- Genre: Drama
- Written by: Estrella Stories Group
- Screenplay by: Selvaraj; Saravanan; Subamanimala;
- Directed by: N. Manjokumar
- Starring: Sathya Devarajan; Krish;
- Theme music composer: Karaneshwaran
- Country of origin: India
- Original language: Tamil
- No. of seasons: 1
- No. of episodes: 380

Production
- Producer: Kushmavathy
- Production location: Tamil Nadu
- Cinematography: M. Antony
- Editor: Aravindraj
- Camera setup: Multi-Camera
- Running time: approx. 22–24 minutes per episode
- Production company: Estrella Stories LLP

Original release
- Network: Star Vijay
- Release: 17 February 2025 – 16 May 2026

= Dhanam (TV series) =

Dhanam - Ungalil Oruthi is a 2025 Indian Tamil-language drama television series that premiered on Star Vijay from 17 February 2025 and ended on 16 May 2026 with 380 episodes. It streams digitally on JioHotstar. The show is directed by N. Manjokumar and produced by Kushmavathy under the banner of Estrella Stories LLP. It stars Sathya Devarajan and Sathya SK (who is replaced by Krish) in a lead role alongside Priyanka Sankar and trans actor Vaishulisa Vallal in pivotal roles. The series is also dubbed in Malayalam as Sindoorapottu from 1 September 2025 to 31 July 2026 on Asianet.

== Synopsis ==
The series revolves around Dhanam, a woman auto driver who balances her family responsibilities and struggles against societal challenges.

== Cast ==
===Main===
- Sathya Devarajan as Dhanalakshmi a.k.a. Dhanam: Ganesha Moorthy's widow and Kathiresan's wife.
- Sathya SK (2025) / Krish (Aug.2025–2026) as Manaparai Kathiresan alias Kathir: Dhanam's second husband

=== Supporting ===
- Rekha Angelina / Agalaya Agal as Vasuki: Kathir's mother
- Roopa Sree as Rukku a.k.a Rukmani: Ganesha Moorthy's mother.
- Ishwarya Ravichandran as Soundarya : Ganesha Moorthy's sister.
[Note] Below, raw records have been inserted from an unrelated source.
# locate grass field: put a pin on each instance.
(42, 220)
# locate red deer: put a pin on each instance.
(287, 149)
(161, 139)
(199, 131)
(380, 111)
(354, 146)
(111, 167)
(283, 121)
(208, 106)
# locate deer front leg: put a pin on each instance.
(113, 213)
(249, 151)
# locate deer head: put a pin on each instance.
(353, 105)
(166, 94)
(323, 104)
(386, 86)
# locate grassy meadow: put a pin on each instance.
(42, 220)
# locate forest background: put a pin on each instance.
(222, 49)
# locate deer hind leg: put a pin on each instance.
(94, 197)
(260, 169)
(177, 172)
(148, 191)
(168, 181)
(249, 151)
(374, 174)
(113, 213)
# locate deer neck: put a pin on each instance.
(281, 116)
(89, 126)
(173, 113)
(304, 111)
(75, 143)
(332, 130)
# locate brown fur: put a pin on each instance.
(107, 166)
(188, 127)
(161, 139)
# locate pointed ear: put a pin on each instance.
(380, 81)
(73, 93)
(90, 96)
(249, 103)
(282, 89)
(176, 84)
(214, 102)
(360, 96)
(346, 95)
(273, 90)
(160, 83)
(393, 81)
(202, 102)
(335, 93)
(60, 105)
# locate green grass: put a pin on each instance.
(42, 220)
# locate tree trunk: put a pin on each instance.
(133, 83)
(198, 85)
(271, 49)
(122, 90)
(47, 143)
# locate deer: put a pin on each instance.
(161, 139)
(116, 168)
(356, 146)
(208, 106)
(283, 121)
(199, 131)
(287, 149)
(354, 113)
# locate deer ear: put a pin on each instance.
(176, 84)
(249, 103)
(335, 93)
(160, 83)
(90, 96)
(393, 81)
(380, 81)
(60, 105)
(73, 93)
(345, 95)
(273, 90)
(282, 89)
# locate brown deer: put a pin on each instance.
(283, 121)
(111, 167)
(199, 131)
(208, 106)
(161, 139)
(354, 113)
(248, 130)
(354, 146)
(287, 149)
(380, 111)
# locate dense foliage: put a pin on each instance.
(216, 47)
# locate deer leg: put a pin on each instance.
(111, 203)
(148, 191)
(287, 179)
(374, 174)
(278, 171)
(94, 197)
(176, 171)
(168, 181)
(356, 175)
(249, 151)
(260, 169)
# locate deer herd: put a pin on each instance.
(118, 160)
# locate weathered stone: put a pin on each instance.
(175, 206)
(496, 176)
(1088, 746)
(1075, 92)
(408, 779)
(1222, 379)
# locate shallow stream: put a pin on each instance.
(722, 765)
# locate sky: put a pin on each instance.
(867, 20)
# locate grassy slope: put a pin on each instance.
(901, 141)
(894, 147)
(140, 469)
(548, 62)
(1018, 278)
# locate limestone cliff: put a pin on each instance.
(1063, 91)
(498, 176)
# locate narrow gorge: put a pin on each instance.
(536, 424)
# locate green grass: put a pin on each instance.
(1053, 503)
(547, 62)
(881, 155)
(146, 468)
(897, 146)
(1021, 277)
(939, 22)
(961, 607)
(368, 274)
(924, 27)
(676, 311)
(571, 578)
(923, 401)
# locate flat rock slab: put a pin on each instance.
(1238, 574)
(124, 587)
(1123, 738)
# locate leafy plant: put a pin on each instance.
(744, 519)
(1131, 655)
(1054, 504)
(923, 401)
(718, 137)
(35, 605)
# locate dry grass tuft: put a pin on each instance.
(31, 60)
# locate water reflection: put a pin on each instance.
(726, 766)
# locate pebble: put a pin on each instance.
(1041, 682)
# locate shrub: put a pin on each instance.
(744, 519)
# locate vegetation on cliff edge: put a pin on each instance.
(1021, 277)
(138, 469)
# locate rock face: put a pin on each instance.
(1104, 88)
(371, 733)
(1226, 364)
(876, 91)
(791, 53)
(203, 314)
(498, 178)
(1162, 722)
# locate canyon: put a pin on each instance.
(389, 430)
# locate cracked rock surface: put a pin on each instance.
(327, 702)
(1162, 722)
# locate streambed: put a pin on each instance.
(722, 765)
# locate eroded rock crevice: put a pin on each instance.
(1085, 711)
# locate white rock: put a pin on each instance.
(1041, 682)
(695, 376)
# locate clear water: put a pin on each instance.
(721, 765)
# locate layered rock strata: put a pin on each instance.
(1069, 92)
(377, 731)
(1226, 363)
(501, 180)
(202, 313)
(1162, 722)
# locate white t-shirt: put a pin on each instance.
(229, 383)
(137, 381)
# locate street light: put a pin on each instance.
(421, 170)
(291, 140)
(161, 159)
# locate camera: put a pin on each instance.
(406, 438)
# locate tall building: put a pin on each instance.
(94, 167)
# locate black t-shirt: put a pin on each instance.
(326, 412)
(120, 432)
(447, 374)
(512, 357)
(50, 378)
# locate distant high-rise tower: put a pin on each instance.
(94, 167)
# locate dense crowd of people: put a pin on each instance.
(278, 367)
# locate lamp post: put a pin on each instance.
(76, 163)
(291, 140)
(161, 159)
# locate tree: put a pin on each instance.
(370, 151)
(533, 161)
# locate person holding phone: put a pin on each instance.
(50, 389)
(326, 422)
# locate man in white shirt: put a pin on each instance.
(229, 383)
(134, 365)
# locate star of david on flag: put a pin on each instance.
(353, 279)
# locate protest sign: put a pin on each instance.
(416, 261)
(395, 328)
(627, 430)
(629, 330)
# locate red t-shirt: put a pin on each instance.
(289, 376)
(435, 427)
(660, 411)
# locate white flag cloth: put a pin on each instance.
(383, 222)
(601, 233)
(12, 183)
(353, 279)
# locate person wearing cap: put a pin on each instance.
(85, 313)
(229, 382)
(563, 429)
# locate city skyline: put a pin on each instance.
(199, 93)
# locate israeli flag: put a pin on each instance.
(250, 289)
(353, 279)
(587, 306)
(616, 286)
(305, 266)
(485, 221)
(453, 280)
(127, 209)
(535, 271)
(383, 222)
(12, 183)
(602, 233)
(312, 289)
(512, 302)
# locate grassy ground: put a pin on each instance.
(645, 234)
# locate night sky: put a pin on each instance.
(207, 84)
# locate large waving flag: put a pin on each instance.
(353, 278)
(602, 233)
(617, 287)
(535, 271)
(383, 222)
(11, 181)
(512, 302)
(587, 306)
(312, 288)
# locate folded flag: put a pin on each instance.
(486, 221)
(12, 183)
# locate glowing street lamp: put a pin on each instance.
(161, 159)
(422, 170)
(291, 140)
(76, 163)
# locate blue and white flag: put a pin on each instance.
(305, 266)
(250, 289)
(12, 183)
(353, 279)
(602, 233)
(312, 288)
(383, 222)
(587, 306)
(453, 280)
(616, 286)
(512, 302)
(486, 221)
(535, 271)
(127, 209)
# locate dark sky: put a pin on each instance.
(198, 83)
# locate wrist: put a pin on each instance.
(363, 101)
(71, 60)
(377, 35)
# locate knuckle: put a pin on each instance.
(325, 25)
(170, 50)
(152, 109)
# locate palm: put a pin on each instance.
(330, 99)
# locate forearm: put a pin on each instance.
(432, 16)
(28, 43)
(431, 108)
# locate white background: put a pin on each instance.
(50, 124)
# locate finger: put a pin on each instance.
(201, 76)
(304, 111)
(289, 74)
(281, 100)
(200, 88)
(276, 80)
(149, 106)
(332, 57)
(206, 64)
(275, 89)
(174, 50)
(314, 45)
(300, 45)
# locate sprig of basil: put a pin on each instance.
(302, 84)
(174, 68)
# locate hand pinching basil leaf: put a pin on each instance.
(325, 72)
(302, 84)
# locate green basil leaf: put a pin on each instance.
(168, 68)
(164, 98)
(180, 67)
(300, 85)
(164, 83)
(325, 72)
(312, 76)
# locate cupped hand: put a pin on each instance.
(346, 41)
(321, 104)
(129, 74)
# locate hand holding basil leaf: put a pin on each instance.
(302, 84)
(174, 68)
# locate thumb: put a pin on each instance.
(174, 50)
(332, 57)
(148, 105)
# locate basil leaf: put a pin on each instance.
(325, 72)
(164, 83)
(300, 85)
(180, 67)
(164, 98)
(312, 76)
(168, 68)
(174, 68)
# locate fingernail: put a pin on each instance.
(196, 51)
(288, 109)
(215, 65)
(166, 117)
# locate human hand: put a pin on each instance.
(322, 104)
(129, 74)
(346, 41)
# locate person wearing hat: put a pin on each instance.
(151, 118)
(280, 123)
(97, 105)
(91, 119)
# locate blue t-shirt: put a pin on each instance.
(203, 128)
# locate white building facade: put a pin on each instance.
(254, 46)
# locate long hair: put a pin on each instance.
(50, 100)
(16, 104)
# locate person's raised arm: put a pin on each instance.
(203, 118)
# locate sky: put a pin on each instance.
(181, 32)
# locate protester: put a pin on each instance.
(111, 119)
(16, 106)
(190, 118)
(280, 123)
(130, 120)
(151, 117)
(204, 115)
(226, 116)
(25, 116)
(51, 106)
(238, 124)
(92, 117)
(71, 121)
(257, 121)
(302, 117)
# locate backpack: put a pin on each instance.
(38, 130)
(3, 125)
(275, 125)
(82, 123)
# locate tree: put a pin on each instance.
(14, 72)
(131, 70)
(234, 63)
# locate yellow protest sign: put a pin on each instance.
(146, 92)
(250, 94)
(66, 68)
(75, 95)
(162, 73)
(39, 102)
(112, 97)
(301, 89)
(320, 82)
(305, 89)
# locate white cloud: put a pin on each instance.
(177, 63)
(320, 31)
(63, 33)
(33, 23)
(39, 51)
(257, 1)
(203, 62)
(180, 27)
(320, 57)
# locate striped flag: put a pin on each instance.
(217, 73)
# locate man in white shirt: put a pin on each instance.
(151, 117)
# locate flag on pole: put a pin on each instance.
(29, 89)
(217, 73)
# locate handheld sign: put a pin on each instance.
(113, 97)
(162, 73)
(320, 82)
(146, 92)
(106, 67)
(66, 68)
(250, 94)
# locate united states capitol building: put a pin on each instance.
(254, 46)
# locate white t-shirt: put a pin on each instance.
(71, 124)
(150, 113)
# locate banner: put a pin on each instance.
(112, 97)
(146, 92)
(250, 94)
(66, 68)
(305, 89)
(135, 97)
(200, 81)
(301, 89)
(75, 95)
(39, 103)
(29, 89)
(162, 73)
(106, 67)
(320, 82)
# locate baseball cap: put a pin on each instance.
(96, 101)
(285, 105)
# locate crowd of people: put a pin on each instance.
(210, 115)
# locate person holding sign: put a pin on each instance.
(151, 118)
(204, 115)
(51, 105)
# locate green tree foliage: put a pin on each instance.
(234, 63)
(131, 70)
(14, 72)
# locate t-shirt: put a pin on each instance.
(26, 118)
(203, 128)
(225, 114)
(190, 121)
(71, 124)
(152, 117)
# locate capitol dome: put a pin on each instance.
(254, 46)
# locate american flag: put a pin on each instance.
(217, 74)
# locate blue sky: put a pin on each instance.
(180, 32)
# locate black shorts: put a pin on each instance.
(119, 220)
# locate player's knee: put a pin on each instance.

Shanmugam’s Wife
- Arjun Arumugam as Shanmugam : Soundarya's Husband. Ganesha Moorthy’s friend.
- Janhave Tanav as Nila: Kathir's foster daughter and niece
- V.J. Kalyani as Shalini: Ganesha Moorthy 's sister.
- Douglas Kumaramoorthi as Douglas: Kathir's friend
- Peter as Satriyan : Ganesha Moorthy's Brother and Killer
- Priyanka as Maragatham: Rukku's Sister, Ganesha Moorthy, Soundarya, Shalini, Satriyan’s maternal aunt.
- Priyanka Robo Shankar as Maari
- Vaishulisa Vallal as Nandhini
- Bhuvaneshwari as Bhuvana
- Rakshitaa Maggie as Fathima
- Stella Marshal as Stella
- Sreedevi Muthukrishnan as Ammu
- Shilpa Mary Teresa as Sornavathy: Rukku's sister-in-law
- Gurupharan as Pandi

===Special appearance===
- Shreekumar as Ganesha Moorthy: Rukku's son, Dhanam's husband. (2025) (Killed by Satriyan)

== Production ==
The show was launched by Vijay TV in early 2025 after the end of Bigg Boss Tamil 7.

=== Casting ===
Ethirneechal fame Sathya Devarajan was cast in the female lead role as Dhanam, by making this her first lead role. At the time of casting, Sathya had been participating in the television series Ethirneechal 2; Sathya would end up leaving her role there in order to join the Dhanam cast. Actor Shreekumar plays an extended special appearance as Ganesha Moorthy. Actor Sathya SK was cast in the male lead role as Manaparai Kathiresan, marking his return after Bigg Boss Tamil 7. However, he also left resulting in Krish to play the role in August 2025.

In May 2025 Priyanka Sankar was cast to play supporting role Maari. In after few Months Trans Actress Vaishulisa Vallal was cast as Nandhini.

== Promotion and reception ==
The show's promotional campaign drew attention by comparing it with other series like Ethirneechal. To celebrate the storyline focusing on women auto drivers, the Dhanam team hosted a special treat and party for 50 women auto drivers.